Prove that the angle between the two tangents drawn from an external point to a circle is supplementary to the angle subtended by the line-segment joining the points of contact at the centre.

Let us consider O as the centre point of the circle. Let P be a point outside the circle from which two tangents PA and PB are drawn to the circle which touches the circle at point A and B respectively.

Draw a line segment between points A and B such that it subtends ∠AOB at centre O of the circle.

We know that,

The tangent at any point of a circle is always perpendicular to the radius through the point of contact.

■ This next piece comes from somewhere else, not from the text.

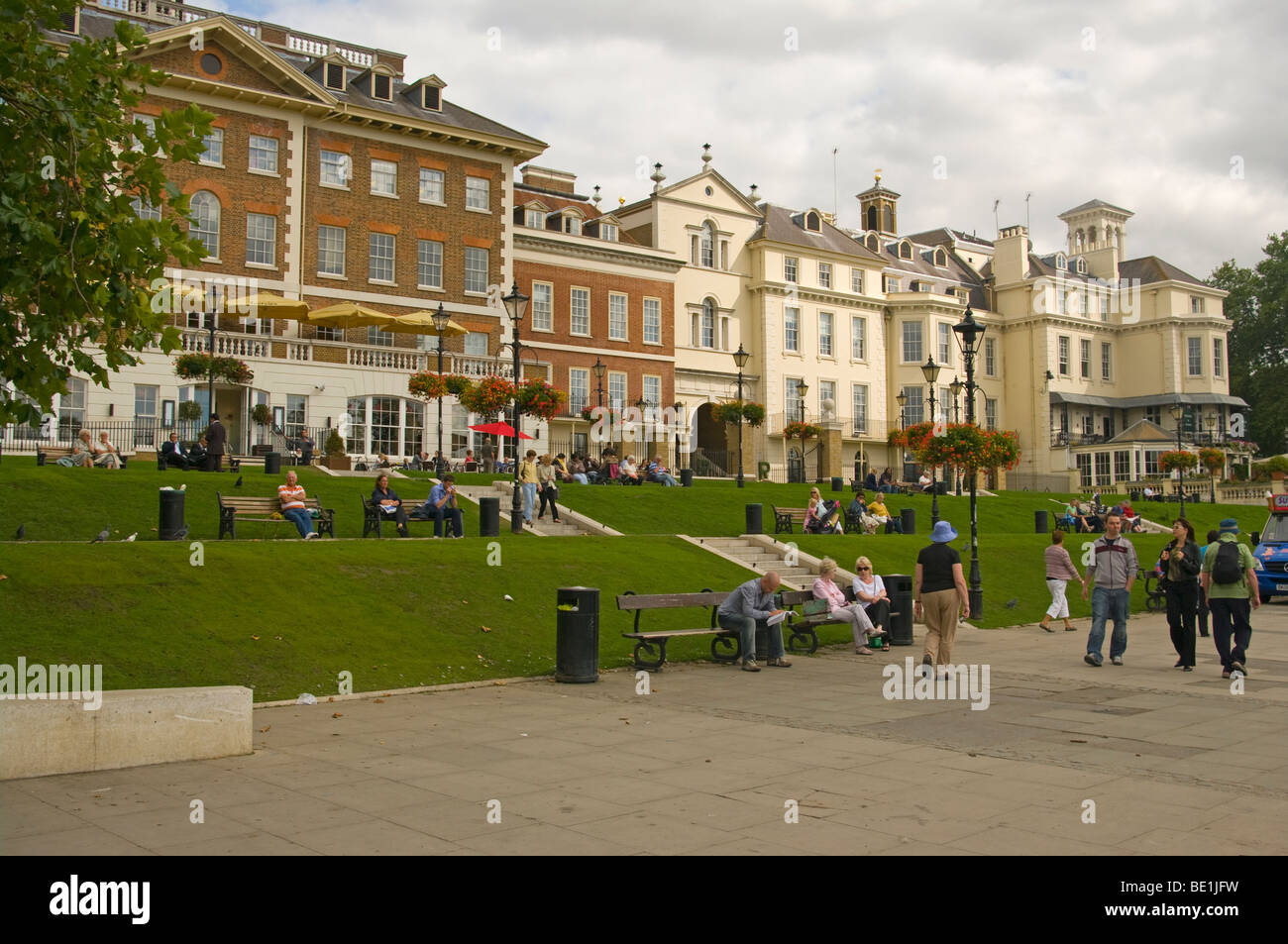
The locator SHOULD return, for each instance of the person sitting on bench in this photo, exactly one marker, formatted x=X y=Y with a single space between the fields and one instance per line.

∴ ∠OAP = ∠OBP = 90° …………(1)

In a quadrilateral, the sum of interior angles is 360°.

In quadrilateral OAPB,

⇒ ∠OAP + ∠APB + ∠PBO + ∠BOA = 360°

Using Equation (1), we can write the above equation as

⇒ 90° + ∠APB + 90° + ∠BOA = 360°

⇒ ∠APB + ∠BOA = 360° - 180°

⇒ ∠APB + ∠BOA = 180°

Where,

∠APB = Angle between the two tangents PA and PB from external point P.

∠BOA = Angle subtended by the line segment AB joining the point of contacts at the centre.

Hence, proved the angle between the two tangents drawn from an external point to a circle is supplementary to the angle subtended by the line segment joining the points of contact at the centre.